ABD'nin siyasetine yön veren temel kaygı

Semih Koray

Semih Koray

Gazete Yazarı

A+ A-

Son yıllarda ABD'nin Ortadoğu siyasetine yön veren temel etken, "ara güçleri kaybetme" kaygısıdır. ABD'nin karabasanı, bölge milletlerinin inisiyatifi ele geçirip, ülkelerini emperyalist sistemin dışına çıkartacak devrimleri gerçekleştirmesidir. Bir devrimin başarısı, ara güçler üstündeki etkisine bağlıdır. ABD, bu formülün farkındadır ve tutunmaya çalıştığı mevzi, ara güçleri devrime kaybetmeme mevziidir. Onun için ABD, Ortadoğu'da hedef küçültmüştür.

ABD'nin siyasetindeki uyarlamalar

"Kontrollü kaos", denetim olanakları zayıflamış bir ABD açısından çok risklidir. ABD'nin peşinde olduğu şey, devrime karşı ara güçlerin de desteğini kazanan görece bir istikrarın sağlanmasına indirgenmiştir. Suriye konusunda Rusya ile uzlaşması bu nedenledir. Beşar Esad'a sağladığı açık desteğe ve İran'la olan dayanışmasına karşın, Irak'ta Maliki yönetimine cepheden karşı tutum almaması bundan ötürüdür. Irak'ın Merkezi Yönetiminin Kürdistan Bölge Yönetimi'ne ilişkin duyarlıklarını hesaba katmaya özen gösteren bir çizgi izlemesinin ardında yatan etken budur. Mısır'da bu yüzden Mursi'nin arkasında duramamıştır. İran ile görüşmelere yönelmesi bunun sonucudur. Ülkemizde Haziran Ayaklanması'na, "basın özgürlüğü"ne, burjuvazinin bazı kesimlerine yönelik mali şantajlara olan "eleştirel ilgisi" buradan kaynaklanmaktadır.

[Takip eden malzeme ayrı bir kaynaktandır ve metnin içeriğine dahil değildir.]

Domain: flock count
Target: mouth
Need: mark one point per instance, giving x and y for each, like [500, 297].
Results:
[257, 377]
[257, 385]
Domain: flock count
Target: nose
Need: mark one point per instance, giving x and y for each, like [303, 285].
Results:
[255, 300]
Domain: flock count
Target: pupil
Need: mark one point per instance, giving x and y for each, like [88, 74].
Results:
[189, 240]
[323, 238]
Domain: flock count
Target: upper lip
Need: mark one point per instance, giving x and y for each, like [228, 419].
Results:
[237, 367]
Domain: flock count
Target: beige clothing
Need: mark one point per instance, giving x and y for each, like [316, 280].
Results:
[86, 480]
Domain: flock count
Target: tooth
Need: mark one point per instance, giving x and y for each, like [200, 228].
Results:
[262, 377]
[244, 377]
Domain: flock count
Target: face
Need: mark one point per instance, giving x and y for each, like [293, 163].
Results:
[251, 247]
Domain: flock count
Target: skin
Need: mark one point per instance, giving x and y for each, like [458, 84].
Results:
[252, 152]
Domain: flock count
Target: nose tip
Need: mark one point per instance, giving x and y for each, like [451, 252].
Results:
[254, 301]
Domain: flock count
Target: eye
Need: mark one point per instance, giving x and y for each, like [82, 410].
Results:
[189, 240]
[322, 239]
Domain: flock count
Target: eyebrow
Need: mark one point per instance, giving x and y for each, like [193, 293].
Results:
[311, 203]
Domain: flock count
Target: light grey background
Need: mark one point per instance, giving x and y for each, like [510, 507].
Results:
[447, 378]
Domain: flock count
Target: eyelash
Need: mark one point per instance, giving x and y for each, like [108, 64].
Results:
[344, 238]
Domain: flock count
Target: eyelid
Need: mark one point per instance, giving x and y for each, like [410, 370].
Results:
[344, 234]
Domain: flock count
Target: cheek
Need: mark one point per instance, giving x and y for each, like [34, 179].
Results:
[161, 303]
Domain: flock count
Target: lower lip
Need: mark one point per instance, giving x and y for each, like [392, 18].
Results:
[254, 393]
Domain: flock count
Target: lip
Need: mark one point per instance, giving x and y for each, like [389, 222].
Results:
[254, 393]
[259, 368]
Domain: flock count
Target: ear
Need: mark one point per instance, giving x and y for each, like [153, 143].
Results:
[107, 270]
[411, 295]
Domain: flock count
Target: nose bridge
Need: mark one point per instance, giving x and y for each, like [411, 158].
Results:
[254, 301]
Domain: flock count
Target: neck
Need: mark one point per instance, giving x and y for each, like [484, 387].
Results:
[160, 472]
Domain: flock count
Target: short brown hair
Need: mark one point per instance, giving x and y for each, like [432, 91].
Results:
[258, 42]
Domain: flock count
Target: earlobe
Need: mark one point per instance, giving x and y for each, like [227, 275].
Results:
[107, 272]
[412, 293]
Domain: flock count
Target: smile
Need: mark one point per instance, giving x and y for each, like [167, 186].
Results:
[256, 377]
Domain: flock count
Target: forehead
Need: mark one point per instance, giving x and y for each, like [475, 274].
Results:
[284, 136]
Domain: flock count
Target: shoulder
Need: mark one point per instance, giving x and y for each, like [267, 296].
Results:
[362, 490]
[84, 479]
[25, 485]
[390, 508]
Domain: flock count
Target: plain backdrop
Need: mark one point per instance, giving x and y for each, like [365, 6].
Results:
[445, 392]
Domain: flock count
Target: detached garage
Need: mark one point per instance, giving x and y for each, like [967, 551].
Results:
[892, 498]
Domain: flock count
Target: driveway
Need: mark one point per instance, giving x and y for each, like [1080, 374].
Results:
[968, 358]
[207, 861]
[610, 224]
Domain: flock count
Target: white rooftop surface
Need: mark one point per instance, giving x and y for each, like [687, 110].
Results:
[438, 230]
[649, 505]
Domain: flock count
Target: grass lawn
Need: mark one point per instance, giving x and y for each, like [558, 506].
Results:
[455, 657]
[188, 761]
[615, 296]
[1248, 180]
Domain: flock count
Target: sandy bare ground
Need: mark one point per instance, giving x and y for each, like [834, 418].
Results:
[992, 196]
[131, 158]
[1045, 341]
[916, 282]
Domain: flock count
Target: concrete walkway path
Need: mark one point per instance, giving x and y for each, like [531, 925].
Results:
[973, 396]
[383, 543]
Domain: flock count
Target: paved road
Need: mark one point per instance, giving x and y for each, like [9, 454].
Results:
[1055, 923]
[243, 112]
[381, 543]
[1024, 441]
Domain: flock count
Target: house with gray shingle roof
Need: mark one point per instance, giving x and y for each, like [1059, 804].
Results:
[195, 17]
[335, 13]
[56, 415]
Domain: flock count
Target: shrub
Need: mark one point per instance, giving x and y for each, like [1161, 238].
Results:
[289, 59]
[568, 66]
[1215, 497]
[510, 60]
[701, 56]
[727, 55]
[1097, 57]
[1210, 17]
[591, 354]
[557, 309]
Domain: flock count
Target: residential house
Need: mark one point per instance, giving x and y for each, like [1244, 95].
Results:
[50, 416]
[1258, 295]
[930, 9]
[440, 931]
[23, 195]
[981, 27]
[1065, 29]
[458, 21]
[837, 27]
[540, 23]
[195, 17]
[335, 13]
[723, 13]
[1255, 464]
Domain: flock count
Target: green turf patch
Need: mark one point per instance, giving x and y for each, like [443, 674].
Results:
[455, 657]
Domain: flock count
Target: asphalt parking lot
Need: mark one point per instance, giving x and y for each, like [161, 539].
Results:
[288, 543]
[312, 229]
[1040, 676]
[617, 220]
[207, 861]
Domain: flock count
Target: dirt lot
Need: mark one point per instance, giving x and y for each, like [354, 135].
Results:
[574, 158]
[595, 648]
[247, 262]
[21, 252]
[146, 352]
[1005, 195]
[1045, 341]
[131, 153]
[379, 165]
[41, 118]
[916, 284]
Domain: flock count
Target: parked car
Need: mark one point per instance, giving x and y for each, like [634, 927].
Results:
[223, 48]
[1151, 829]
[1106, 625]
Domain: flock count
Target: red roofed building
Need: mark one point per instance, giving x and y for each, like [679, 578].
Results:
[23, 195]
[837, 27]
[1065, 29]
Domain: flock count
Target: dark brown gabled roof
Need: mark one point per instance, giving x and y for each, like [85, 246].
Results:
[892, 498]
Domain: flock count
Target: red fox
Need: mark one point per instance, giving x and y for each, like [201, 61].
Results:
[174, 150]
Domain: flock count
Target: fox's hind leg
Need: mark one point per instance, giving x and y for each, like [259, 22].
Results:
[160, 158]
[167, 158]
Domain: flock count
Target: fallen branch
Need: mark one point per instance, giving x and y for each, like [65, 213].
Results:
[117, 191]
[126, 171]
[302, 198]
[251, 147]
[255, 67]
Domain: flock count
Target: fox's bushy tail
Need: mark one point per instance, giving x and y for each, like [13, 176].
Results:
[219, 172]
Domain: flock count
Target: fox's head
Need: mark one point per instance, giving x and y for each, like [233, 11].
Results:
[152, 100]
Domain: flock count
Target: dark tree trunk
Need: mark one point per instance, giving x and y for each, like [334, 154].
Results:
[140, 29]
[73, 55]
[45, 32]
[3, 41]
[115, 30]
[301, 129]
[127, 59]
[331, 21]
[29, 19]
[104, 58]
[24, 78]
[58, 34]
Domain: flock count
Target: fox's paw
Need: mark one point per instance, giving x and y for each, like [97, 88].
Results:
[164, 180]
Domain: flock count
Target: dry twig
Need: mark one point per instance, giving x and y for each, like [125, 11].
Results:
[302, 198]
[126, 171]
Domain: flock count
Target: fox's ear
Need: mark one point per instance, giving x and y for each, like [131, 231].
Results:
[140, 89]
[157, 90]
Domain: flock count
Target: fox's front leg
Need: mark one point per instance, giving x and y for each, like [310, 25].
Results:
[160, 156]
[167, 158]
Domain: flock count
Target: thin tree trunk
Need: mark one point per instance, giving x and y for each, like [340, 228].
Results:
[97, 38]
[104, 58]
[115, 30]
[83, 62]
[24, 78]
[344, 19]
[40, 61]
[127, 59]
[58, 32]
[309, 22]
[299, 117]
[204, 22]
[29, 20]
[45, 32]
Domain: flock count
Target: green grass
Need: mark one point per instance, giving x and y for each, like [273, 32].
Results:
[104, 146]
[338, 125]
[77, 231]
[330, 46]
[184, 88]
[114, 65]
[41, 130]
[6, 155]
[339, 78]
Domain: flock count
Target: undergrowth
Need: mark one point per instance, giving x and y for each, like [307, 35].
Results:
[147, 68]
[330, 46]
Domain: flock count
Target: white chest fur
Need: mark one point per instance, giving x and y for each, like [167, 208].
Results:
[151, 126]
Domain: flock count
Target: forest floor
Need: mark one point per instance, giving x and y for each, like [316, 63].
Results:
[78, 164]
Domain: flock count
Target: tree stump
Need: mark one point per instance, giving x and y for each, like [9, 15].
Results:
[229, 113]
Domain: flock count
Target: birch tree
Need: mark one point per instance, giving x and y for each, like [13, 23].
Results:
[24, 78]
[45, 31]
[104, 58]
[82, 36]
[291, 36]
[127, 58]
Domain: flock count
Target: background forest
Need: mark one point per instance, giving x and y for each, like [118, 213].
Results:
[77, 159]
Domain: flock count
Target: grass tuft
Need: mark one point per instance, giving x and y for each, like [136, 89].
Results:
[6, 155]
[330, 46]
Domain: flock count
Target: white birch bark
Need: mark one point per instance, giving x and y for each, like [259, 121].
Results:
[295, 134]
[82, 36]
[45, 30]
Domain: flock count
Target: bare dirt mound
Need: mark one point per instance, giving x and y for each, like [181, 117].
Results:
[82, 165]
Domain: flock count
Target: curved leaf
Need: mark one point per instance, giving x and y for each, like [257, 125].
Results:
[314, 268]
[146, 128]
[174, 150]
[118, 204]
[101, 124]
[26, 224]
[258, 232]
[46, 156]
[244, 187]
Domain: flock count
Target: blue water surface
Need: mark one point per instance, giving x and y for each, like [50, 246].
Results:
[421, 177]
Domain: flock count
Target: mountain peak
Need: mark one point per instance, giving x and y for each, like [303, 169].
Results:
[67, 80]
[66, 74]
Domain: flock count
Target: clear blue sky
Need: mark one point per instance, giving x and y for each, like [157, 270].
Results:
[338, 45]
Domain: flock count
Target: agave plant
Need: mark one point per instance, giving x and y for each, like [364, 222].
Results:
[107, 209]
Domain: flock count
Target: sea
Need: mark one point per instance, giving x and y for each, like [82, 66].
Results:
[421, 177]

Dimyat'a pirince giderken evdeki bulgurdan olma

ABD'nin "Ilımlı İslam" projesi, milletlerin bağımsız bir güç olarak mücadele sahnesine çıkmasına izin vermeyen güçlü bir ABD varsayımına dayanmaktaydı. Eğer milli devlet, egemenlik kaynağı olarak dinin yerine milleti geçiriyorsa, o zaman milli devletin tasfiyesi için de süreç tersine çevrilerek milletin yerine yeniden dinin konması gerekmekteydi. Bugün kendi araçlarına söz geçirmekte ve farklı araçları arasında eşgüdüm sağlamakta zorlanan ABD, ayağa kalkan bölge milletleri karşısında bu projeden çark etmek zorunda kalmıştır. Bu projenin geleneksel olarak Batı ile bütünleşmeden yana olan kimi toplumsal odaklarda yol açtığı merkezkaç kuvvetleri, ABD'ye "Dimyat'a pirince giderken evdeki bulgurdan olma" tehlikesini duyumsatmıştır.

ABD gözüyle AKP

ABD açısından bakıldığında, "kendisini Suriye'de Esad'ın devrilmesine endekslemiş, Mısır'da Mursi'yi deviren iktidarı tanımayan, İsrail ile diplomatik ilişkilerini kesmiş, İran'ı kızdırmış, Irak'ın merkezi hükümetiyle çatışan, her yerde Müslüman Kardeşleri desteklediği için Körfez ülkeleriyle arası bozulmuş, yersiz çıkışlarıyla Avrupa'nın güvenini yitirmiş, önümüzdeki dönem ciddi ekonomik sıkıntılarla karşılaşması kaçınılmaz" bir Erdoğan iktidarının bölgede ABD'nin önünü açmaya yarayacak herhangi bir hareket serbestisi kalmamıştır.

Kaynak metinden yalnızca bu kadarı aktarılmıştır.